Rita Taylor elbowed Sam as she snatched her time card out of the rack and punched it in the clock. “Better get out there, Sammy girl,” she said, slipping her card back into the rack. “The dining room is filling up and Bert’s already yelling for you.”
Sam rolled her eyes and punched her time card. “Bert can kiss my ass.”
Rita tucked a pencil in her hair. “Still mad at him for last night?”
Sam put her hands on her hips. “As you should be, too. It’s a ridiculous policy.”
“You knew when you started here at Otto’s Tavern that we get charged for any dish we break,” Rita said, tugging on her sneakers. “What do you care about pol-i-cy? Three more weeks, you’re gone.”
Sam plunked down beside her. “It’s not about me, Rita. This is a workers’ rights issue.”
“Listen to you,” Rita said, laughing. “Sam McGinty, union organizer. Your dad put you up to this?”
“My dad doesn’t even know about this.”
“Good thing. He’s expecting you to leave for college in September, not stick around here and organize a union.”
Sam stood up and tied her apron. “What hurts one of us, hurts all of us. The owner of this restaurant deducts the cost of dishes we break from our puny wages. As if we mean to. As if we’re throwing them across the room for the fun of it.”
“Calm down, princess. This is your summer job, that’s all it is. Soon, you’ll leave.”
“That doesn’t mean I’m going to forget all of you.” She pointed at Rita’s sneakers. “Sexy.”
“Turn fifty-five and get back to me. You can laugh at my bargain alley Adidas all you want, but at least I’m not
limping home.”
“Bert hates them.”
“Well, to quote a famous waitress I know, ‘Bert can kiss my ass.’ Get out of this town. Go to college, and don’t ever come back.”
“Couldn’t you act just a tiny bit sorry to see me go?”
“I’ve known a lot of girls your age,” Rita said. “They walk in here for a summer job with all their big plans and end up working as a cashier or waitress. It’s 1975, Sam. A different world, but it’s not here in Erietown.” Rita started walking toward the dining room. “Let’s go. Our fans await.”
“When you were my age, what did you want to do?”

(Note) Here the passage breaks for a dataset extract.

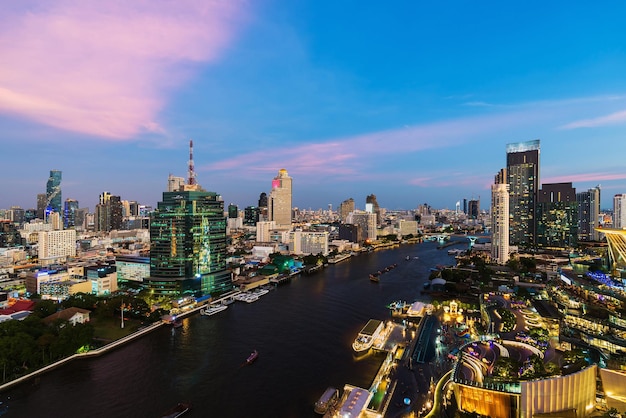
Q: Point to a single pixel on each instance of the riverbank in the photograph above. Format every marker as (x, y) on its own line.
(92, 353)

Rita kept walking. “Doesn’t matter, Sammy girl. There’s nothing more boring than a story about a dream that died on the grill.”
* * *
—
Sam was busing tables at the back of the dining room when Jeanine, the hostess, walked up to her and said, “The lady and her grandson at table seven asked for you.”
Sam set down the stack of plates and turned to look. The woman was wearing high heels and a skirt she didn’t bother trying to tug to her knees after sitting down. The boy had bright red hair and was swinging his long, lanky legs. Ten years old, Sam figured. She studied his face for a moment. “I don’t know them,” she said. “I don’t think they’ve ever been here before.”
“They stopped here last Sunday,” Jeanine said. “She walked in and asked if you were working. When I told her you were off she grabbed her boy’s hand and said she just remembered she had an appointment. An appointment. On a Sunday night.”
“She knows my name?” Sam turned to look at them again. “Huh.” She pulled out her order pad. “I’m on it.”
She walked over and greeted them with a smile. “Hi, I’m Sam.” The little boy glanced at the woman before returning Sam’s smile. “I’m Paull.”
“Well, hi there, Paul. How old are you?”
“Eight and three-quarters.”
“Wow. You’re tall for your age. I thought you were almost in high school.” He giggled.